医療機関は,医療事故に限らず,職員に関する労務問題など,様々な法的問題が生じ得ます。
 
そのとき,事前にきちんと法令遵守がなされていない場合,医療機関はその法的問題の対応に追われることになり,本来の役割である良質な医療の提供ができないことになりかねません。

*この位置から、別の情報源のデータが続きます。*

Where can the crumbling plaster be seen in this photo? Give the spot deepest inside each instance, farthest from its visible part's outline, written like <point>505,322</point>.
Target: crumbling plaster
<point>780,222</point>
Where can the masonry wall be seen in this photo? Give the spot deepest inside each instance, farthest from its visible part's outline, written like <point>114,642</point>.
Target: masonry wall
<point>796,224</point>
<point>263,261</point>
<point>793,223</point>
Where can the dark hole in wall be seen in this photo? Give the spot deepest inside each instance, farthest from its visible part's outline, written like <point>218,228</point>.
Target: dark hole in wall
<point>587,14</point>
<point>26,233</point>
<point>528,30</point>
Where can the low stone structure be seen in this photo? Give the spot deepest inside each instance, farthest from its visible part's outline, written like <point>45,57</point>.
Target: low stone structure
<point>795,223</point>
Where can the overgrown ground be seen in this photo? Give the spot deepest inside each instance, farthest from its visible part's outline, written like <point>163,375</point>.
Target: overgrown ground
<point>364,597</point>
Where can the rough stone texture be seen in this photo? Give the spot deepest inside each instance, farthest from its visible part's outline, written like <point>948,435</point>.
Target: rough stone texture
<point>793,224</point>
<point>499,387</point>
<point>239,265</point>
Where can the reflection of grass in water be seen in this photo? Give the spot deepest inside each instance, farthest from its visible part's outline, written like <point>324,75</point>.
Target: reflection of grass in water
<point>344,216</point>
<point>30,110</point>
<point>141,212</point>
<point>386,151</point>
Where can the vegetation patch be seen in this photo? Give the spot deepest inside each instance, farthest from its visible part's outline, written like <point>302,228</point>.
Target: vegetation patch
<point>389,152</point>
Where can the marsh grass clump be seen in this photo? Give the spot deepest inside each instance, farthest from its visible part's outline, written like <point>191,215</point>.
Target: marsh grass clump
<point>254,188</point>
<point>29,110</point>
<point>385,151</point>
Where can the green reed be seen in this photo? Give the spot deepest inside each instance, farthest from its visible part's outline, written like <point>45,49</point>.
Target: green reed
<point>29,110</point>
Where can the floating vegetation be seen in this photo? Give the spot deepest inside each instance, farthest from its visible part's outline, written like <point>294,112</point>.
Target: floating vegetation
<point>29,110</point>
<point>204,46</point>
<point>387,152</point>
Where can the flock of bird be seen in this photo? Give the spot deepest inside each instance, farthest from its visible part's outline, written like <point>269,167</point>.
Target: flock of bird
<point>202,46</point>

具体的には,医療事故においては,法令に違背した治療行為を行っていれば,医療事故が生じた場合,民事のみならず刑事責任が発生しますし,結果が発生しなくとも医師免許の取消等の行政処分がなされる可能性があります。また,治療行為そのものが正当であっても,カルテの記載が法令に従った形式でなされていない(例:修正液でのカルテの修正など)と,それだけでカルテの改ざんが行われたとの疑いがもたれ,カルテに記載された内容が裁判所に認められず,損害賠償責任を負うことがあります。これらはいずれも,業務の遂行に対し大きな妨げとなります。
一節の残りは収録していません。